Quickstart [Experimental]¶
Experimental Feature
This feature is experimental and may change in future versions. Use with caution in production environments.
This quickstart guide shows you how to create your first bidirectional streaming agent for real-time audio and text conversations. You'll learn how to set up audio I/O, handle streaming events, use tools during conversations, and work with different model providers.

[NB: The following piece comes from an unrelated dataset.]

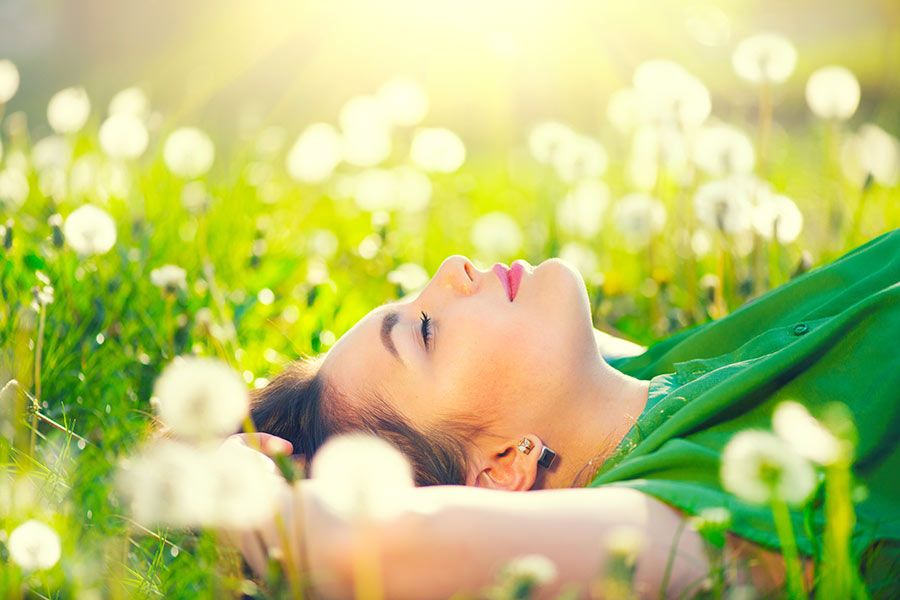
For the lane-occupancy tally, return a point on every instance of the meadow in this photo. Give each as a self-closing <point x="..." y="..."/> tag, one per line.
<point x="129" y="239"/>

After completing this guide, you can build voice assistants, interactive chatbots, multi-modal applications, and integrate bidirectional streaming with web servers or custom I/O channels.
Prerequisites¶
Before starting, ensure you have:
- Python 3.12+ installed
- Audio hardware (microphone and speakers) for voice conversations
- Model provider credentials configured (AWS, OpenAI, or Google)
Install the SDK¶
Bidirectional streaming is included in the Strands Agents SDK as an experimental feature. Install the SDK with bidirectional streaming support:
For All Providers¶
To install with support for all bidirectional streaming providers:
pip install "strands-agents[bidi-all]"
This will install PyAudio for audio I/O and all 3 supported providers (Nova Sonic, OpenAI, and Gemini Live).
For Specific Providers¶
You can also install support for specific providers only:
pip install "strands-agents[bidi]"
pip install "strands-agents[bidi,bidi-openai]"
pip install "strands-agents[bidi,bidi-gemini]"
Platform-Specific Audio Setup¶
brew install portaudio
pip install "strands-agents[bidi-all]"
sudo apt-get install portaudio19-dev python3-pyaudio
pip install "strands-agents[bidi-all]"
PyAudio typically installs without additional dependencies.
pip install "strands-agents[bidi-all]"
Configuring Credentials¶
Bidirectional streaming supports multiple model providers. Choose one based on your needs:
Nova Sonic is Amazon's bidirectional streaming model. Configure AWS credentials:
export AWS_ACCESS_KEY_ID=your_access_key
export AWS_SECRET_ACCESS_KEY=your_secret_key
export AWS_DEFAULT_REGION=us-east-1
Enable Nova Sonic model access in the Amazon Bedrock console.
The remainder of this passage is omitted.